GPU Speedup

6 min readOct 26, 2019

In our last blog, Concurrency and Parallelism, we demonstrated the speedup for large operations through an example of initializing a two-dimension array with concurrency and limited use of parallelism trough the multiple cores of a CPU.

In this blog, we will move the entire operation to the GPU and utilize its tremendous power of parallelism.

GPU

A form of parallelism known as single instruction multiple data (SIMD) refers to the ability of most modern microprocessors to perform a mathematical operation on multiple data items in parallel, using a single machine instruction. The combination of SIMD and multithreading forms parallelism known as single instruction multiple thread (SIMT), the basis of all modern GPUs.

GPUs are designed specifically to perform data-parallel computations on very large datasets. For computational tasks to be well suited for execution on a GPU, the computations performed on any one element of the dataset must be independent of the results of computation on other elements. The metal kernel example below shows the result matrix r at particular index is independent from other indices in the same matrix

kernel void (device float* r [[buffer (0)]],
 constant float* a [[buffer (1)]],
 constant float* b [[buffer (2)]],
 uint pid [[thread_position_in_grid]]){
 
 r[pid] = a[pid] * b[pid];
 }

GPU vs CPU

One might ask why there is a fundamental difference between the GPU and CPU in terms of parallelism performance. The answer lies in the design philosophy between the two types of processors.

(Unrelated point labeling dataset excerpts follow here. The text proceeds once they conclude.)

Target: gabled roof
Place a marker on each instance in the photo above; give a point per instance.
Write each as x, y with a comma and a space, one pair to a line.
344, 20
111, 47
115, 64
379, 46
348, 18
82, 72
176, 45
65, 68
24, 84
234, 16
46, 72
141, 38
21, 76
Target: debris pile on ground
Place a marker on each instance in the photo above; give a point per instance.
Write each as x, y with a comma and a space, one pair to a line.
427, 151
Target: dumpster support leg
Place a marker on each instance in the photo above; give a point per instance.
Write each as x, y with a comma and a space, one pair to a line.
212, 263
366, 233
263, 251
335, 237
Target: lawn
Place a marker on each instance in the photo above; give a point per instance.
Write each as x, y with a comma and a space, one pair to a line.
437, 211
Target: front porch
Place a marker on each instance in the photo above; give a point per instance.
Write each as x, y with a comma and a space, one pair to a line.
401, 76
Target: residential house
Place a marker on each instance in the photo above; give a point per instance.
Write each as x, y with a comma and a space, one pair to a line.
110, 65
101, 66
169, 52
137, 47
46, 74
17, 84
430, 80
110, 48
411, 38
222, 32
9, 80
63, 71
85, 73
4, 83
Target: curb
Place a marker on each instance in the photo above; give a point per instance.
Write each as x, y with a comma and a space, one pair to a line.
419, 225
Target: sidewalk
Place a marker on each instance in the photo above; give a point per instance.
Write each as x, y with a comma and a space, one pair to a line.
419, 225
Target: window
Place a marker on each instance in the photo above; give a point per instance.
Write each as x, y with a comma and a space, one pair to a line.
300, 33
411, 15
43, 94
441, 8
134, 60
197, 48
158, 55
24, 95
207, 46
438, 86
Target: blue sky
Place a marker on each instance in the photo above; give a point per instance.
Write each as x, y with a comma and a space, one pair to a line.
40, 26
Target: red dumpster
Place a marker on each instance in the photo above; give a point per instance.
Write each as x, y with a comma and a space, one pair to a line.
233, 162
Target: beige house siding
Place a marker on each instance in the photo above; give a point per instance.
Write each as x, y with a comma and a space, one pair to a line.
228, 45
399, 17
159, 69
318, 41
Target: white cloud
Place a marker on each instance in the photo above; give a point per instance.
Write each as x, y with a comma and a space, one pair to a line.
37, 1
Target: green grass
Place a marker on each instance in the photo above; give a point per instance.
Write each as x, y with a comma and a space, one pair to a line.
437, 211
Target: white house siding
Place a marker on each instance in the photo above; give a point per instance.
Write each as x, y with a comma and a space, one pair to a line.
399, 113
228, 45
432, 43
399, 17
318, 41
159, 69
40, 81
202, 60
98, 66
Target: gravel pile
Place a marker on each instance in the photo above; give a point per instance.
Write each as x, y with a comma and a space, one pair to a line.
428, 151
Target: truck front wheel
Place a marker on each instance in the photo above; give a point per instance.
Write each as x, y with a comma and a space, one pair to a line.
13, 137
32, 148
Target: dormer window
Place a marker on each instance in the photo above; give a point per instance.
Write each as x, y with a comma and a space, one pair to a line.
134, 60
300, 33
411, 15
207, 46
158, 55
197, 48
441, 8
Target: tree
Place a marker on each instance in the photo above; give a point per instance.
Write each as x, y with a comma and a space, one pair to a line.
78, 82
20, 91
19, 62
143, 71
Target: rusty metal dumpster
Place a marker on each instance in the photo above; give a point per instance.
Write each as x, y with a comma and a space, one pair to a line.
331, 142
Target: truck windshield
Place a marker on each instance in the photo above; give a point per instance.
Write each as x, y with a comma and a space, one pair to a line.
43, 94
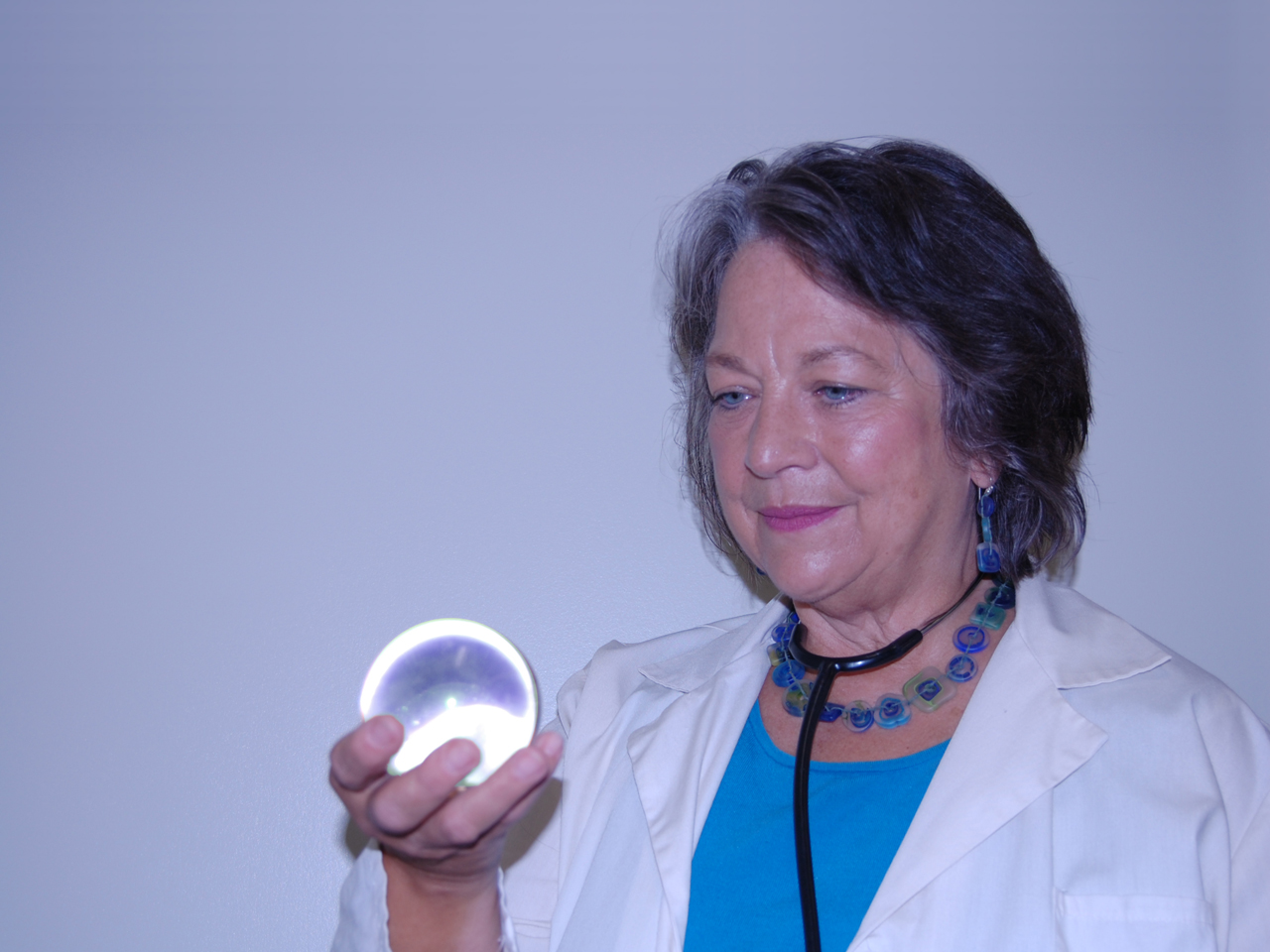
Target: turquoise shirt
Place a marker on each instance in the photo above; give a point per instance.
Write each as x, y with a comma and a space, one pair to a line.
744, 876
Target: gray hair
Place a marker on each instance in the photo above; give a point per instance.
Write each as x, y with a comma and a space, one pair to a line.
913, 234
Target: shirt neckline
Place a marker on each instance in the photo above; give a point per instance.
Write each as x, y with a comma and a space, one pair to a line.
754, 724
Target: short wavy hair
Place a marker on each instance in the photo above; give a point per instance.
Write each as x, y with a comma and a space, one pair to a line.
915, 235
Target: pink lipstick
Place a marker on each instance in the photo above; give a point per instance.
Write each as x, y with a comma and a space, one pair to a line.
792, 518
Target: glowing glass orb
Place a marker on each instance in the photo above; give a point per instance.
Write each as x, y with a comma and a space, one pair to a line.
453, 678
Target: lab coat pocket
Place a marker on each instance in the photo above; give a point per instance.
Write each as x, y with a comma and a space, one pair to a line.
1133, 924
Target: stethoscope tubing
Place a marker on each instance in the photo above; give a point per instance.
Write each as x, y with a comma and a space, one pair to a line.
826, 670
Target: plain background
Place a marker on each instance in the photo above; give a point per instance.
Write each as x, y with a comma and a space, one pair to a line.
324, 318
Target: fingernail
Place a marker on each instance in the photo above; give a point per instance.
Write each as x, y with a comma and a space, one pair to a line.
380, 733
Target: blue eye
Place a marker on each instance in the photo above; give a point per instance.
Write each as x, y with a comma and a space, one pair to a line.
729, 399
838, 395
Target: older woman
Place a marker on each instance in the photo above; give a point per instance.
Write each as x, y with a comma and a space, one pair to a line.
885, 403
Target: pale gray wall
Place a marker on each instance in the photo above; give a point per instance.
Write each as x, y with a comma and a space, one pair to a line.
325, 318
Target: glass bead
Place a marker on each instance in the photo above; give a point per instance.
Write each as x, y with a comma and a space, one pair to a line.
970, 639
788, 673
988, 616
961, 667
858, 717
1001, 595
988, 557
795, 701
929, 689
892, 711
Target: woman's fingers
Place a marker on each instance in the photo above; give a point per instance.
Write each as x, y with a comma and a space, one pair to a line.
404, 802
500, 800
362, 757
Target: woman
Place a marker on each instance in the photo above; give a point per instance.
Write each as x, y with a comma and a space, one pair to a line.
885, 398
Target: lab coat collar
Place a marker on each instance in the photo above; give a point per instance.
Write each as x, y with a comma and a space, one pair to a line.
1017, 739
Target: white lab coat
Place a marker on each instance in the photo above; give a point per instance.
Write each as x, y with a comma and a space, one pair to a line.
1098, 794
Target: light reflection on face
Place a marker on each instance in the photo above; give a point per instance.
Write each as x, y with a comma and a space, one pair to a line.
826, 433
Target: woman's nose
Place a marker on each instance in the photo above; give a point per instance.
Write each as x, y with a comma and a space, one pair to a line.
780, 438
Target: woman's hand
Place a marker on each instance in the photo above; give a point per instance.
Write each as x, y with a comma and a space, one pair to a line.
441, 846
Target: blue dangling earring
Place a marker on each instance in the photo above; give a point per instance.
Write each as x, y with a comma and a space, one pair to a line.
987, 552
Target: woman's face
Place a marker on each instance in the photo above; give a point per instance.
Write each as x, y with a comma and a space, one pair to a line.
828, 444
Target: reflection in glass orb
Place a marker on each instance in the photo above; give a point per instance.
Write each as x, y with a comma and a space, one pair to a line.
452, 678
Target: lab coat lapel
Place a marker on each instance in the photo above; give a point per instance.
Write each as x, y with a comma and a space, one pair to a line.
1017, 739
680, 758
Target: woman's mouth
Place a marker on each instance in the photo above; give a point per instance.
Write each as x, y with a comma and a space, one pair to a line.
792, 518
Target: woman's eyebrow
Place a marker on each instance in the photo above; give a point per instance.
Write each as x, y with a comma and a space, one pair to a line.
832, 350
726, 361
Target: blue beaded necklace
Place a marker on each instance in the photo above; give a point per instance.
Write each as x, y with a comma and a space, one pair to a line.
930, 688
926, 690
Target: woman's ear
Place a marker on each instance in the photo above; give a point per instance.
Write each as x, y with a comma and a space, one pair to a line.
984, 472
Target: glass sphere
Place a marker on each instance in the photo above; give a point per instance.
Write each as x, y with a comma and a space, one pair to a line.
453, 678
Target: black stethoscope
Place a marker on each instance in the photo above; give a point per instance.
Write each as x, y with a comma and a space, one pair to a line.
826, 670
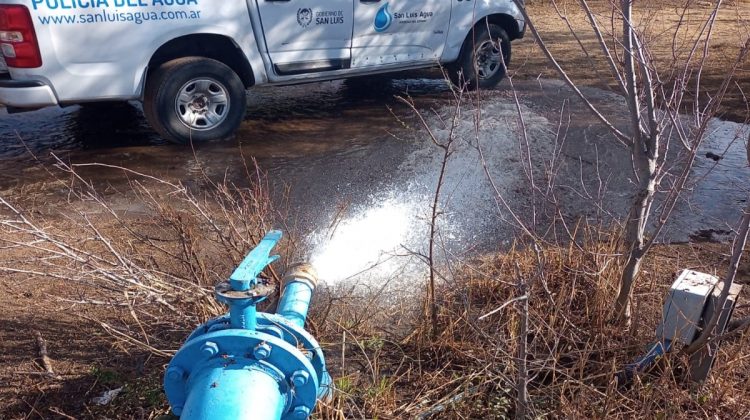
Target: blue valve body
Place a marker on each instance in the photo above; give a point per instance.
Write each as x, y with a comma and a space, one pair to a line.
251, 365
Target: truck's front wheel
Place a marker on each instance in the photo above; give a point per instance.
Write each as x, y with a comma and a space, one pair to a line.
484, 57
194, 99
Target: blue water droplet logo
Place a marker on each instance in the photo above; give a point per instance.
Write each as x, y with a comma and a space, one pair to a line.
383, 19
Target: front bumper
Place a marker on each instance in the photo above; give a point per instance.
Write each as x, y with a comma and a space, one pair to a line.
25, 94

GPU must be capable of moving extremely large amount of data in and out of its main DRAM because of graphics frame buffer requirements, this is called throughput. While a CPU has to satisfy requirements from a legacy OS, applications, and I/O operations make memory bandwidth more difficult to increase, therefore they are designed to minimize the execution latency of a single thread

An important observation is that reducing latency is much more expensive than increasing throughput in terms of power and chip area. Therefore, the prevailing solution is to optimize for the execution throughput of massive numbers of threads.

One can conclude that ideal setup for an application is to be designed with low latency and high throughput. Where low latency allows the CPU to execute commands sequentially without the system being slow or unresponsive; and high throughput lets the GPU process data in parallel.

Coding

Finally the fun part, coding. Many APIs exists for parallel programming such as CUDA by NVIDIA, openCL by Kronos group, DirectX by Microsoft, and most importantly Metal by Apple. As usual on this site, we will focus on Apple Metal API.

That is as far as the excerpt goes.